今日この数時間に、今まで一度も見たことがなかった表情をたくさん見せてもらったが、それは俺にとってやはりこれ以上ないくらいに嬉しいことな訳で。

「あの、」
「お前が好きだよ古泉」

何か云おうとする古泉を制して俺は続ける。

「まぁだからどうって訳でもないし何が望みって訳でもない。何となく云いたくなっただけだから忘れてもらって構わん」

そろそろ戻るか、と云うと古泉はやっと立ち上がった。
それを見届けてから歩き出そうとしたときに、腕を掴まれた。そんなことをするやつは古泉しかいない。

「ずるいです」
「は?」

思わず間抜けな声が出てしまった。
一体何がずるいと云うんだ古泉よ。

「云い逃げはずるいですよキョン君」

振り向くといつになく真剣な表情をしている古泉と目が合う。
古泉は腕を掴んでいた手を下ろし、手を握ってきた。
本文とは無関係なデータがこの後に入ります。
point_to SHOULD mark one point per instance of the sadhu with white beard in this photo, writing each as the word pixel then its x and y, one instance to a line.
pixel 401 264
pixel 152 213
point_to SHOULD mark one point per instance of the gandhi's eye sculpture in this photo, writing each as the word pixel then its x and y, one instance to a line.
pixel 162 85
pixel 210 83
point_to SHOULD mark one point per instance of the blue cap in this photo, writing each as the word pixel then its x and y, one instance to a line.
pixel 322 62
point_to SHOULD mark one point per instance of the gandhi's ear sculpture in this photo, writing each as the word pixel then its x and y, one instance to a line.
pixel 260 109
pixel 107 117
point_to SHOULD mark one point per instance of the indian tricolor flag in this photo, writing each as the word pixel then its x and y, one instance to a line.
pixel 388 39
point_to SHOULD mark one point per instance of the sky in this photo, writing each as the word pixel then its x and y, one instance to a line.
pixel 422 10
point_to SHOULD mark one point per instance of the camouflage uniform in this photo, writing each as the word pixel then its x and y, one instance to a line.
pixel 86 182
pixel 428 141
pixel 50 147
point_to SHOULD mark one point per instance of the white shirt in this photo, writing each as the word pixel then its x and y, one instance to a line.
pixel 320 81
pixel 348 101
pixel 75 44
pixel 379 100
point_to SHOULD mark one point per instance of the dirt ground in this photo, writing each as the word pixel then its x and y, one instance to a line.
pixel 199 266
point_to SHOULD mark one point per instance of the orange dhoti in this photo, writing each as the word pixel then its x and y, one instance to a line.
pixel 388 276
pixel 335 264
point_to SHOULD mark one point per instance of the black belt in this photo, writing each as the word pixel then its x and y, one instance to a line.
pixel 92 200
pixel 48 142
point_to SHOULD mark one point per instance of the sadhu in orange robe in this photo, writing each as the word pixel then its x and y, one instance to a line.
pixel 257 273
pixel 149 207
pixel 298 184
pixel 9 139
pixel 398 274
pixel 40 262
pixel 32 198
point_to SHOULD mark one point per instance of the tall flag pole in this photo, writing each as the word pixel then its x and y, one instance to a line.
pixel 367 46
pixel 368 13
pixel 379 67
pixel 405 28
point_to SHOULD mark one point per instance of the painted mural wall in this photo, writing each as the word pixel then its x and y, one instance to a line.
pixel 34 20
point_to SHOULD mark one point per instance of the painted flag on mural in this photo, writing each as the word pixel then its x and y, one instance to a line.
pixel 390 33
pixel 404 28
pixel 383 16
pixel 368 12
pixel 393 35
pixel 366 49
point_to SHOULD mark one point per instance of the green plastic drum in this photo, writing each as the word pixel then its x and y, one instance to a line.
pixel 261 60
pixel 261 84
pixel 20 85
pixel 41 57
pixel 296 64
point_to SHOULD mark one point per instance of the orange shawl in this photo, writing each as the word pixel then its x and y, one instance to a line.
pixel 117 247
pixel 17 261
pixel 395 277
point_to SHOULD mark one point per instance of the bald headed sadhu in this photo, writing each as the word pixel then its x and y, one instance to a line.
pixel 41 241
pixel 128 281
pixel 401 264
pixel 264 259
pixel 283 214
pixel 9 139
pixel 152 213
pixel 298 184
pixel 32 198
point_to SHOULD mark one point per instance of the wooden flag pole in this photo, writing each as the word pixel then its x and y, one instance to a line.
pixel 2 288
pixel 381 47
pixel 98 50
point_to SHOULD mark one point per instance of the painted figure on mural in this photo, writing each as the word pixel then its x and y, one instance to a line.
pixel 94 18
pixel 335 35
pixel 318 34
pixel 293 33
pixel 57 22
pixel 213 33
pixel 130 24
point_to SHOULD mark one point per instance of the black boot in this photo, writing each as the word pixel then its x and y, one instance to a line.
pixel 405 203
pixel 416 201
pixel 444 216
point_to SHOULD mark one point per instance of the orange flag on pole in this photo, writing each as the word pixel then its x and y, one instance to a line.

さすがに街中でこれは、と振り払おうとしたが思いのほか強く握られていてそれは出来なかった。

「なぁ、」

何も云わない古泉にじれて思わず口を開いたときにやつがそれを遮るように云った。

「僕もあなたが好きです」

驚きすぎて声も出ない。
今こいつは何て云った?僕もあなたが好きです?それはつまり、どういうことだ。
混乱している俺をよそに古泉は手を離すと戻りましょうか、と今度こそ歩き出した。

「あ、おい待てよ!」

慌てて追いかけると、やはり古泉は顔を赤くてして思わずこちらまで赤面してしまう。
あぁ、恥ずかしい。いったいなんだってこうなったんだ。
嬉しい、が、ものすごく恥ずかしい。
あぁ、でも嬉しい。
何だってこんなに、と思うぐらいに古泉が好きな自分を自覚して、俺は思わず俯いた。